NATION Study finds minimum wage drops by record percentage



Adjusted for inflation, the minimum wage is 10 percent below 30 years ago.
CBS MARKETWATCH
SAN FRANCISCO -- Americans earning the federal minimum wage have fallen behind U.S. median income by a record percentage this year, a study by the Economic Policy Institute found.
Today's $5.15-an-hour minimum wage amounts to only 38 percent of the national median income of $13.47 in the first half of 2003.
The shortfall is the largest since the data was first gathered in 1973. The wage gap was at its narrowest in 1979, when the minimum wage amounted to 55 percent of median income.
A tight labor market led to a rise in median income in the late 1990s, but the minimum wage has been unchanged for six years.
Since it isn't linked to inflation, workers in the lowest-paying jobs have fallen behind on meeting basic costs of living, said Sylvia Allegretto, an economist with the institute, a liberal economic research group.
"People making the minimum wage are actually losing ground," Allegretto said. "Inflation erodes in real terms the value of those monies over time."
In 1973, the minimum wage was $1.60 an hour -- equivalent to $5.75 today adjusting for inflation. Today's actual minimum wage of $5.15 is in real terms 10 percent lower than 30 years ago.
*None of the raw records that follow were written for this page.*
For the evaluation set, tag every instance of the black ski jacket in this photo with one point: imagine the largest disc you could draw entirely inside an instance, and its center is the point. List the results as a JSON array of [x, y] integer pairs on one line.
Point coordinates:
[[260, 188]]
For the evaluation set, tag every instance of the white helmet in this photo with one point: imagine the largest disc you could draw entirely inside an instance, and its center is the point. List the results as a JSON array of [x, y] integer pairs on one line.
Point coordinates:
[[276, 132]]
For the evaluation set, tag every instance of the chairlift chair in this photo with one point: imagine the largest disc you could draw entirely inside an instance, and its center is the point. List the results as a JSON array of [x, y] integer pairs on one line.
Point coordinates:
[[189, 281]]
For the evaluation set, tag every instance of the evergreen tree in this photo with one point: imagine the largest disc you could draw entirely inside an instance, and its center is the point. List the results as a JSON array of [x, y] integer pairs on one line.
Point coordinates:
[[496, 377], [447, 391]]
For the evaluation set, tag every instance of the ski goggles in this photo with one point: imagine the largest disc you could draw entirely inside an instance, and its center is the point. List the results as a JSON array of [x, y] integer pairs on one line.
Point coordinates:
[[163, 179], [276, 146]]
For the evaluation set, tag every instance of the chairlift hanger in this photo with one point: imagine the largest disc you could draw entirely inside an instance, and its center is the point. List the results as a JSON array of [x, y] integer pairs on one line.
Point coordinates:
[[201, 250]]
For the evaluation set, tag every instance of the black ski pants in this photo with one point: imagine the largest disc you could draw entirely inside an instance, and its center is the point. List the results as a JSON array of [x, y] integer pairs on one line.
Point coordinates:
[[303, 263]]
The national median income rose 10 percent in the same period, to today's $13.47 from 1973's inflation-adjusted $12.26.
Addressing the gap
Some states have addressed the wage gap. Washington state links its minimum wage to inflation, and its minimum will rise to a national high of $7.16 in January from $7.01. That will push the state past Alaska, which has a $7.15 minimum wage, according to the U.S. Labor Department.
Oregon's minimum wage is $6.90. Connecticut's is also, but it rises to $7.10 in January. California and Massachusetts pay a minimum wage of $6.75, while Maine, Vermont and Hawaii pay $6.25. Rhode Island, Delaware and the District of Columbia pay $6.15.
Meanwhile, cities and counties continue to adopt living-wage ordinances requiring employers holding contracts with government agencies to pay an hourly wage adequate for the area's living costs.
"The cost of living is really different across states. You can see how a federal minimum wage is probably not really efficient," Allegretto said. In costlier locales, "a minimum wage of $5.15 would be really insufficient and very low. In other places, maybe it's not that far off the mark."
The lack of an inflation-adjusted federal wage will lead to more living-wage mandates by local governments, she said. "It's a trend that's going to continue."